Mais ça va coûter de l'argent aux finances publiques, les fonctionnaires, le point d'indice, les fonctionnaires territoriaux...

Certes mais ça va coûter majoritairement aux entreprises, sur deux mois de plus. Mais la question, c'est qu'il faut que le travail paye mieux, or le smic, c'est 17% des salariés, alors qu'est-ce qu'on fait pour les 83% qui restent ? Donc on voit bien qu'il marche sur des œufs. Et sur les retraites comme sur le smic, ce sont des petites mesures qui sont symboliquement efficaces mais, disons la vérité, qui ne changeront pas grand-chose à la vie des Français.
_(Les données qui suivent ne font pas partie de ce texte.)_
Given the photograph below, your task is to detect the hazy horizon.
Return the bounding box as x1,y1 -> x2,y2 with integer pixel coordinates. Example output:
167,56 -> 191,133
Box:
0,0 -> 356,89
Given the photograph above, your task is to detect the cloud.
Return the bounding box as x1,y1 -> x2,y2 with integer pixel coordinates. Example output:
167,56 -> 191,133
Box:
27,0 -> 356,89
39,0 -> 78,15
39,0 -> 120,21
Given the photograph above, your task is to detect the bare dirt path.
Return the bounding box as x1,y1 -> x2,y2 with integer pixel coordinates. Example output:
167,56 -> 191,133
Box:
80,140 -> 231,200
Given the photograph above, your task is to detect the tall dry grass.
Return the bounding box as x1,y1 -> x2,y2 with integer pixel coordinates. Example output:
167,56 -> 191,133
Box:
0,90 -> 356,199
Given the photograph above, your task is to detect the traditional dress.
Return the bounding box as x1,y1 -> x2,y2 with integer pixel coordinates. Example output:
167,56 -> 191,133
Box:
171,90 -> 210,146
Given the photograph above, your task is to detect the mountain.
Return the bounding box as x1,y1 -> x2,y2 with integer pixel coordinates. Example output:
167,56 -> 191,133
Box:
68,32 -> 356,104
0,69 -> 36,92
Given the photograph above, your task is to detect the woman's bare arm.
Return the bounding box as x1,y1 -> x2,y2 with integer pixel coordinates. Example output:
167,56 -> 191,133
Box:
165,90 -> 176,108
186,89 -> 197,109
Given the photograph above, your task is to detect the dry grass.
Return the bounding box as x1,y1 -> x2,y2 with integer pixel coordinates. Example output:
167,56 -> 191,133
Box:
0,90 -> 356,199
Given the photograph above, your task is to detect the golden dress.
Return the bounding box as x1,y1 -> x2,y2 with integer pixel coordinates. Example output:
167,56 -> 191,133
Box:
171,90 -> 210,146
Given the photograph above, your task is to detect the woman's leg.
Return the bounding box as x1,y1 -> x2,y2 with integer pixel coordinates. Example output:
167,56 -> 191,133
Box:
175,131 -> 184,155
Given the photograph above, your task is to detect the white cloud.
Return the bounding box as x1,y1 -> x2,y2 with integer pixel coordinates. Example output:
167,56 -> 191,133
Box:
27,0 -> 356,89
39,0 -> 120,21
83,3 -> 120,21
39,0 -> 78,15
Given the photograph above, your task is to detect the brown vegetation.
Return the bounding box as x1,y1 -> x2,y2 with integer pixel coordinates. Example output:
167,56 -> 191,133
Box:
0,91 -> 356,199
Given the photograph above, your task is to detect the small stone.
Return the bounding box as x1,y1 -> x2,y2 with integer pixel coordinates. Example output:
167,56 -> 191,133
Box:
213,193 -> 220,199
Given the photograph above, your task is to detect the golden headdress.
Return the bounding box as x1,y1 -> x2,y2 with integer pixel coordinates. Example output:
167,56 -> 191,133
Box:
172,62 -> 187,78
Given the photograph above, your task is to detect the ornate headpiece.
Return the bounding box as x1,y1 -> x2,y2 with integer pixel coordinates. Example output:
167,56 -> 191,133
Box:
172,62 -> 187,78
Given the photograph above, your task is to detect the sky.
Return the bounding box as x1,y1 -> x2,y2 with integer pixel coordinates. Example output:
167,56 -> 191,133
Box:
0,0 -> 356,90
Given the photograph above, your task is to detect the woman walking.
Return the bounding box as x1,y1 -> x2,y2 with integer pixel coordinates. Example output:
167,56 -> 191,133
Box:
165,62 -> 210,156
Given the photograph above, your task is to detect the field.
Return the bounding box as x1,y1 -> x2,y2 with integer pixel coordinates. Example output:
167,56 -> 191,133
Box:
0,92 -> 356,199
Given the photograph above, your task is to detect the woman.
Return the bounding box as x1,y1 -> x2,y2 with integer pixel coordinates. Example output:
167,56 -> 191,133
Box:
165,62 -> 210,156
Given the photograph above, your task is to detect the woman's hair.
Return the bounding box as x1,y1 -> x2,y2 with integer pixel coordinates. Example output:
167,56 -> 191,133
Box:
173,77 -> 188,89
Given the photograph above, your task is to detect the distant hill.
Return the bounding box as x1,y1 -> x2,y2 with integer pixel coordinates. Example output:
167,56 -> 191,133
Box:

Un autre chantier un peu complexe concerne les exonérations de cotisations, faut-il les garder ou faut-il les répartir différemment pour les rendre plus efficaces? Un rapport va être remis demain au gouvernement, il avait été commandé par le précédent gouvernement Attal, pour "désmicardiser la France". Là, si on revoit un petit peu le chantier des exonérations de cotisations sur les salaires, ça peut faire augmenter le net?

Ça peut rendre les augmentations par les entreprises moins difficiles. Aujourd'hui, quand vous augmentez quelqu'un de 100 euros, ça vous en coûte 238 et la personne, il lui en reste 61. Donc demain, si on "reprofile les exonérations", comme on dit techniquement, ça peut faire que pour donner 100 euros, ça n'en coûte plus 238 à l'employeur, mais 200. Mais du point de vue du salarié, ça ne changera rien, il aura toujours 61. Donc on diminue le problème, mais on ne résout pas le problème.

Michel Barnier a parlé de remède hier, avec un effort fiscal qui doit être demandé aux plus fortunés, aux entreprises également qui réalisent des profits. Est-ce que selon vous, il y a d'autres leviers fiscaux à activer aujourd'hui ?

Alors, si on veut que le travail paye plus pour tous ceux qui travaillent, les salariés, les fonctionnaires et les indépendants, à court terme, on n'a pas d'autre choix que de diminuer l'écart entre le brut et le net.

"Si on veut garder le même modèle social avec un travail qui paye davantage, il faut que ce qui est aujourd'hui supporté par les travailleurs soit demain supporté un peu plus par les rentiers, les héritiers et donc, les retraités."

Antoine Foucher, spécialiste des questions sociales

à franceinfo

Et donc, oui, ça suppose de revoir en partie notre système de financement de la protection sociale. Donc de demander d'avoir une augmentation légère des droits de succession au-delà de 500 000 euros nets de droits, d'avoir un gel temporaire des retraites pour les 20% des retraités les plus aisés, et de revoir la fiscalité des dividendes.

Donc il faut augmenter la fiscalité du capital ?

Personne ne dira que c'est plus facile de gagner son argent en travaillant que de gagner son argent en touchant des dividendes, donc il faut équilibrer.

Ce n'est pas facile politiquement.

C'est pour cela qu'on voit que le Premier ministre marche sur des œufs. Et peut-être que dans la situation où il est, on ne peut pas faire mieux.

Avec Emmanuel Macron au pouvoir, il y avait quand même toute une politique de l'attractivité autour d'une fiscalité qui ne bougeait pas. Donc c'est un peu facile, maintenant que vous êtes de l'autre côté, de dire qu'il faut augmenter la fiscalité, non ?

Non parce que c'est complémentaire à ce qui a été fait avant. En 2017, le sujet le plus important dans le pays, c'était réduire le chômage. Maintenant, on est arrivé à presque 7%. Et le sujet le plus important maintenant n'est plus le chômage, c'est le pouvoir d'achat. La situation a changé. Donc il faut changer les remèdes ou les solutions, mais ce n'est pas contradictoire, c'est complémentaire. Depuis 2017, il y a eu le triplement de l'apprentissage, la résolution du droit du travail, la création du CPF [compte personnel de formation], tout ça, il faudrait le refaire et plutôt deux fois qu'une, y compris l'attractivité avec le PFU à 30% [qui simplifie et d’allège la fiscalité de l’épargne]. Mais on est sept ans plus tard et sept ans plus tard, la solution, ça ne peut pas être la même qu'il y a sept ans.

Merci Antoine Foucher, vous êtes auteur du livre Sortir du travail qui ne paie plus, aux Editions de l'Aube.